3

The BFG Repo Cleaner site gives an example of using the tool as follows to clean up a repository:

  1. Clone a fresh copy of your repo.

    $ git clone --mirror git://example.com/some-big-repo.git
    
  2. Run BFG to clean up your repo.

    $ java -jar bfg.jar --strip-blobs-bigger-than 100M some-big-repo.git
    
  3. Use git gc to strip out the unwanted dirty data

    $ cd some-big-repo.git
    $ git reflog expire --expire=now --all && git gc --prune=now --aggressive
    
  4. Push changes back up to the remote

    $git push
    

I understand the head branch is protected so any file in the head branch that is larger than 100M will still be there. If I run this tool as described I will lose any history of said 100M file correct? So if there is an old version of that file in an old commit it's gone and I will not be able to use it in it's previous state....correct?

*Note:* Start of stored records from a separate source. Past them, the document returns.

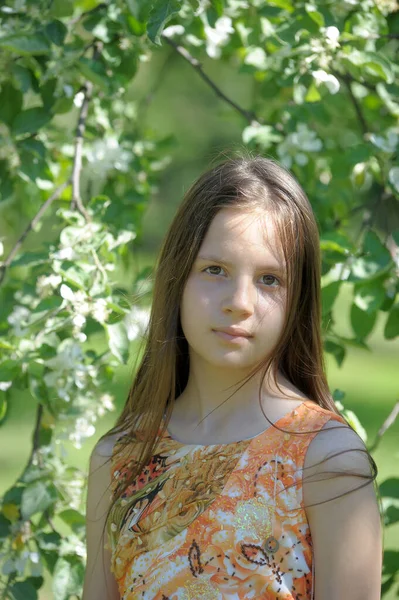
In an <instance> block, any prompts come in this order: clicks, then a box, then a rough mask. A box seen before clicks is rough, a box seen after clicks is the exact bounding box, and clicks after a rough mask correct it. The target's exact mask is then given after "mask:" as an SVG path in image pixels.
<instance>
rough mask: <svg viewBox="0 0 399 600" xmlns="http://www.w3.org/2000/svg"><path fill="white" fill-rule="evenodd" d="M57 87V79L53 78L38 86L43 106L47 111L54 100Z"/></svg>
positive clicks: (54, 98)
mask: <svg viewBox="0 0 399 600" xmlns="http://www.w3.org/2000/svg"><path fill="white" fill-rule="evenodd" d="M56 88H57V80H56V79H55V78H52V79H49V80H48V81H46V83H45V84H44V85H42V86H40V95H41V97H42V100H43V108H44V109H45V110H46V111H47V112H49V111H50V108H51V107H52V106H53V104H54V102H55V101H56V97H55V91H56Z"/></svg>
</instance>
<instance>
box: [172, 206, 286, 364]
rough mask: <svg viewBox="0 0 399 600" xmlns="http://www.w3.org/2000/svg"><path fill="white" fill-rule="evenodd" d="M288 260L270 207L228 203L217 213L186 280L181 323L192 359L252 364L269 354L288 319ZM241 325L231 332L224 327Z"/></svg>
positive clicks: (279, 336) (192, 360)
mask: <svg viewBox="0 0 399 600" xmlns="http://www.w3.org/2000/svg"><path fill="white" fill-rule="evenodd" d="M285 310H286V283H285V266H284V263H283V258H282V253H281V248H280V244H279V241H278V238H277V236H276V233H275V227H274V224H273V220H272V219H271V218H270V217H269V218H268V215H267V213H266V214H265V213H264V212H263V213H262V214H260V213H257V212H254V211H251V212H250V213H249V212H243V211H242V210H237V209H234V208H224V209H222V210H220V211H219V212H218V213H217V214H216V216H215V217H214V219H213V221H212V223H211V225H210V228H209V229H208V232H207V234H206V236H205V239H204V241H203V243H202V245H201V248H200V250H199V253H198V256H197V258H196V260H195V261H194V264H193V267H192V270H191V272H190V275H189V277H188V280H187V282H186V285H185V288H184V291H183V296H182V301H181V306H180V314H181V325H182V329H183V332H184V335H185V337H186V339H187V342H188V345H189V349H190V364H191V366H195V365H196V364H198V361H199V362H200V363H202V364H203V365H204V363H206V364H209V366H211V365H212V366H214V367H219V368H225V369H229V368H234V369H237V368H240V369H246V370H249V369H251V368H252V367H253V366H255V364H257V363H258V362H259V361H260V360H262V359H264V358H265V357H267V356H269V355H270V353H271V352H272V351H273V348H274V347H275V346H276V344H277V342H278V340H279V338H280V335H281V332H282V329H283V325H284V320H285ZM226 327H232V328H240V329H242V330H245V331H246V332H247V334H246V336H245V337H237V336H236V337H230V336H229V335H226V334H223V333H221V332H217V330H218V329H220V328H226Z"/></svg>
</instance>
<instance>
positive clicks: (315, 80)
mask: <svg viewBox="0 0 399 600" xmlns="http://www.w3.org/2000/svg"><path fill="white" fill-rule="evenodd" d="M312 75H313V77H314V79H315V81H316V85H317V86H319V85H320V84H321V83H324V84H325V86H326V88H327V89H328V91H329V92H330V93H331V94H336V93H337V92H339V88H340V84H339V81H338V79H337V78H336V77H334V75H331V73H326V72H325V71H323V69H319V70H317V71H313V72H312Z"/></svg>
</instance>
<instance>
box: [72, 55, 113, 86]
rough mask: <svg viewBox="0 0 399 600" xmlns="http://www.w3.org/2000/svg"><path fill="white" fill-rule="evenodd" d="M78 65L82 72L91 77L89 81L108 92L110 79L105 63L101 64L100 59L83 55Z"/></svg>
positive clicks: (83, 74) (80, 71)
mask: <svg viewBox="0 0 399 600" xmlns="http://www.w3.org/2000/svg"><path fill="white" fill-rule="evenodd" d="M76 65H77V67H78V68H79V70H80V72H81V73H82V74H83V75H84V76H85V77H86V78H87V79H89V81H91V82H92V83H94V84H95V85H98V87H100V88H101V89H102V90H103V91H104V92H107V93H108V88H109V85H108V79H107V74H106V72H105V69H104V67H103V65H101V64H100V63H99V62H98V61H95V60H91V59H89V58H85V57H81V58H80V59H79V60H78V62H77V63H76Z"/></svg>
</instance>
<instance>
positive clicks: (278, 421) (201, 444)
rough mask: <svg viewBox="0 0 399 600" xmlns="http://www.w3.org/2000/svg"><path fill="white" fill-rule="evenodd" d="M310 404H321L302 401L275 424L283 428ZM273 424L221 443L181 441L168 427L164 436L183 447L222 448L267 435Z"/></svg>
mask: <svg viewBox="0 0 399 600" xmlns="http://www.w3.org/2000/svg"><path fill="white" fill-rule="evenodd" d="M308 404H312V405H313V406H319V405H318V404H317V403H316V402H314V401H313V400H304V401H303V402H301V404H298V405H297V406H296V407H295V408H293V409H292V410H290V411H289V412H287V413H286V414H285V415H283V416H282V417H280V418H279V419H277V420H276V421H274V422H273V425H277V426H278V427H281V428H282V426H283V423H285V421H290V420H291V418H292V417H294V416H296V415H297V414H298V413H300V412H301V411H302V410H303V409H304V408H305V407H307V405H308ZM273 425H269V426H268V427H267V428H266V429H264V430H263V431H261V432H260V433H258V434H256V435H255V436H253V437H251V438H245V439H244V440H236V441H233V442H225V443H219V444H198V443H197V444H188V443H187V442H181V441H180V440H178V439H176V438H175V437H173V436H172V435H171V434H170V433H169V430H168V429H167V428H166V429H165V433H164V437H165V438H166V439H168V440H170V441H172V442H174V443H175V444H176V445H178V446H181V447H184V446H188V447H192V448H216V447H218V448H220V447H227V446H233V445H234V444H242V443H244V442H252V441H253V440H256V439H257V438H260V437H262V436H263V435H265V434H266V433H267V432H268V431H269V429H272V428H273V429H274V427H273Z"/></svg>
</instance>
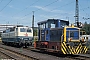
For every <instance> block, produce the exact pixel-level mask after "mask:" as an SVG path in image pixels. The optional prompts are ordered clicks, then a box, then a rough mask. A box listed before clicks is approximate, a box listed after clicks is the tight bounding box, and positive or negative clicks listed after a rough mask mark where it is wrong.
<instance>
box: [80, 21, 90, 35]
mask: <svg viewBox="0 0 90 60" xmlns="http://www.w3.org/2000/svg"><path fill="white" fill-rule="evenodd" d="M81 31H85V32H86V34H88V35H89V34H90V24H87V22H85V23H84V26H83V27H82V29H81Z"/></svg>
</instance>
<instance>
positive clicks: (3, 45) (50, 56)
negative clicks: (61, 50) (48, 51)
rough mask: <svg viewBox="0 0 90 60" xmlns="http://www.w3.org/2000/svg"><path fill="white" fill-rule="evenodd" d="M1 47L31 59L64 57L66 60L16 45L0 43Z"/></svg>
mask: <svg viewBox="0 0 90 60" xmlns="http://www.w3.org/2000/svg"><path fill="white" fill-rule="evenodd" d="M0 48H4V49H6V50H9V51H13V52H15V54H16V53H17V54H21V55H24V56H28V57H30V58H31V60H62V59H63V60H66V58H62V57H56V56H52V55H48V54H43V53H38V52H33V51H30V50H26V49H23V48H15V47H11V46H5V45H1V44H0ZM24 60H26V59H24ZM29 60H30V59H29Z"/></svg>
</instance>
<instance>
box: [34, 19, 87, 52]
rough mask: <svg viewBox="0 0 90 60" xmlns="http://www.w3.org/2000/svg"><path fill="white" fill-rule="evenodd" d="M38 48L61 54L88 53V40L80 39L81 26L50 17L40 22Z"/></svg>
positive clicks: (59, 19)
mask: <svg viewBox="0 0 90 60" xmlns="http://www.w3.org/2000/svg"><path fill="white" fill-rule="evenodd" d="M34 47H35V48H36V49H40V50H44V51H48V52H57V53H61V54H79V53H83V54H84V53H86V52H87V47H86V41H84V40H83V39H80V28H78V27H74V26H73V25H71V26H69V21H65V20H60V19H48V20H46V21H41V22H39V23H38V41H35V43H34Z"/></svg>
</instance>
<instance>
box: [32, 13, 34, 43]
mask: <svg viewBox="0 0 90 60" xmlns="http://www.w3.org/2000/svg"><path fill="white" fill-rule="evenodd" d="M32 12H33V16H32V28H33V41H32V43H33V42H34V11H32Z"/></svg>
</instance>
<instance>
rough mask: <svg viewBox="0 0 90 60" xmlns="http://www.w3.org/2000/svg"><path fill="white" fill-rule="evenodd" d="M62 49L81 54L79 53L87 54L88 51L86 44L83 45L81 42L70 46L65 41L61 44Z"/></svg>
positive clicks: (65, 53)
mask: <svg viewBox="0 0 90 60" xmlns="http://www.w3.org/2000/svg"><path fill="white" fill-rule="evenodd" d="M61 45H62V46H61V50H62V52H63V53H64V54H79V53H83V54H85V53H86V51H87V47H86V46H82V44H81V43H80V44H79V45H78V46H70V45H68V46H67V44H66V43H65V42H63V43H62V44H61Z"/></svg>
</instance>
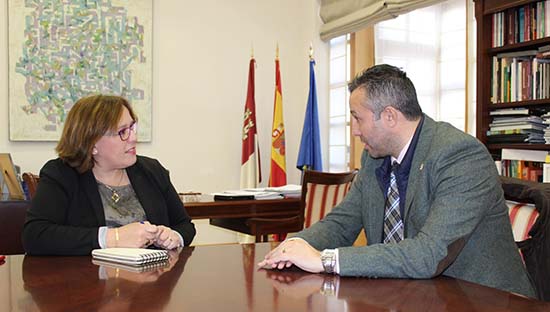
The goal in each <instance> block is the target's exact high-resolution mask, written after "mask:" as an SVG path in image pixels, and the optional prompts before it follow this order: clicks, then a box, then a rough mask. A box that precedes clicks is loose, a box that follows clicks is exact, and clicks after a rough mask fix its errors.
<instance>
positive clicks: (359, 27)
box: [320, 0, 444, 41]
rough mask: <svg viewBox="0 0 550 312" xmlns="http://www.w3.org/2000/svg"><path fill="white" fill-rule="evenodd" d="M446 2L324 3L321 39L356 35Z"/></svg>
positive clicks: (369, 2)
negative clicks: (396, 17) (432, 5)
mask: <svg viewBox="0 0 550 312" xmlns="http://www.w3.org/2000/svg"><path fill="white" fill-rule="evenodd" d="M443 1H444V0H321V12H320V15H321V19H322V20H323V22H324V25H322V26H321V34H320V35H321V39H322V40H325V41H327V40H330V39H332V38H335V37H338V36H341V35H344V34H348V33H352V32H356V31H358V30H360V29H362V28H364V27H366V26H369V25H374V24H376V23H378V22H381V21H385V20H388V19H391V18H395V17H397V16H398V15H400V14H403V13H407V12H410V11H413V10H416V9H420V8H423V7H427V6H430V5H433V4H436V3H439V2H443Z"/></svg>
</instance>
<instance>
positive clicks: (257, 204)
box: [184, 195, 301, 235]
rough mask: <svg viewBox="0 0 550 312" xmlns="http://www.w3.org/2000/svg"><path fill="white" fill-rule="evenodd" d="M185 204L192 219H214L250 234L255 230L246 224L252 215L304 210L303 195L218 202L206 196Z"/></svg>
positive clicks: (297, 228)
mask: <svg viewBox="0 0 550 312" xmlns="http://www.w3.org/2000/svg"><path fill="white" fill-rule="evenodd" d="M184 206H185V209H186V210H187V213H188V214H189V215H190V216H191V218H192V219H210V224H212V225H215V226H219V227H221V228H224V229H228V230H232V231H237V232H241V233H245V234H250V235H254V233H252V232H251V231H250V227H248V226H247V225H246V220H247V219H248V218H286V217H293V216H296V215H298V214H300V213H301V211H300V198H284V199H262V200H218V201H215V200H214V199H213V197H212V196H209V195H202V196H201V200H200V201H198V202H190V203H185V204H184ZM299 230H301V228H294V229H290V230H289V231H290V232H297V231H299ZM282 232H287V231H282Z"/></svg>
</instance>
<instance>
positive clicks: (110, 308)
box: [0, 243, 550, 311]
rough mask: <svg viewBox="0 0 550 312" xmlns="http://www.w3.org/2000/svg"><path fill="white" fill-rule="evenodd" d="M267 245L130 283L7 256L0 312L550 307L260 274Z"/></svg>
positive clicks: (497, 291) (151, 272)
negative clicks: (261, 259)
mask: <svg viewBox="0 0 550 312" xmlns="http://www.w3.org/2000/svg"><path fill="white" fill-rule="evenodd" d="M272 246H274V245H271V244H270V243H263V244H251V245H217V246H199V247H194V248H193V247H191V248H184V249H183V250H182V251H181V252H180V254H179V255H177V256H176V257H175V258H174V259H175V260H173V261H172V262H171V263H170V265H169V266H166V267H162V268H158V269H155V270H151V271H147V272H143V273H135V272H130V271H127V270H123V269H116V268H111V267H101V266H98V265H96V264H94V263H92V259H91V257H87V256H85V257H31V256H23V255H17V256H8V257H7V259H6V261H5V263H3V264H2V265H0V281H1V283H0V311H10V310H12V311H61V310H62V311H127V310H133V311H385V310H395V311H397V310H399V311H495V310H496V311H548V310H550V304H549V303H544V302H541V301H537V300H532V299H527V298H524V297H521V296H518V295H514V294H511V293H507V292H504V291H499V290H495V289H492V288H488V287H483V286H480V285H476V284H472V283H468V282H465V281H460V280H456V279H452V278H445V277H440V278H436V279H433V280H404V279H368V278H343V277H338V276H330V275H325V274H310V273H305V272H302V271H300V270H298V269H287V270H284V271H269V270H257V269H256V266H255V264H256V263H257V262H258V261H259V260H260V259H261V258H262V257H263V256H264V255H265V253H266V252H267V251H268V250H269V249H270V248H272Z"/></svg>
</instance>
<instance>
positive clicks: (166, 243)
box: [154, 225, 181, 250]
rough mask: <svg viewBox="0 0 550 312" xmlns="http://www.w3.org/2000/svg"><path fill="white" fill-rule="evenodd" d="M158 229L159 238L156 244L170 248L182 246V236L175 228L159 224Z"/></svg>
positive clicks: (159, 246) (158, 237)
mask: <svg viewBox="0 0 550 312" xmlns="http://www.w3.org/2000/svg"><path fill="white" fill-rule="evenodd" d="M157 229H158V232H157V238H156V240H155V241H154V244H155V246H157V247H159V248H163V249H168V250H171V249H175V248H178V247H180V246H181V240H180V237H179V235H178V234H177V233H176V232H175V231H174V230H172V229H171V228H169V227H167V226H164V225H157Z"/></svg>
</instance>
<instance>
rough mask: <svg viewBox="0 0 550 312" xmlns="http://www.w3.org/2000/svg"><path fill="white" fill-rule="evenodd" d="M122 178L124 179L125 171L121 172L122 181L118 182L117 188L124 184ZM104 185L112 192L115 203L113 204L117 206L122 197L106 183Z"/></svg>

Also, I have a coworker that stated the following and I am wondering if it is true:

If you push back to the repository that was mirrored in TFS the changes to your pack file won't be reflected on the remote and future clones

You have to create a new repository in TFS and push the mirror there for the remote to pick of the pack file changes.

Bill Greer
  • 3,046
  • 9
  • 49
  • 80

2 Answers2

5

Any file still present at the HEAD of the repo will be preserved, including the history. It's to protect you from making mistakes. The idea is that you should explicitly delete the file, commit the deletion, then clean up the history to remove it.

TFS does not gc its repos; your colleague is correct. See Team Foundation Server 2015 (tfs2015) run git gc --prune=now on orgin/remote for confirmation.

Daniel Mann
  • 57,011
  • 13
  • 100
  • 120
1

Shortly I also used the BFG Repo Cleaner to delete some folders from an git repo at TFS.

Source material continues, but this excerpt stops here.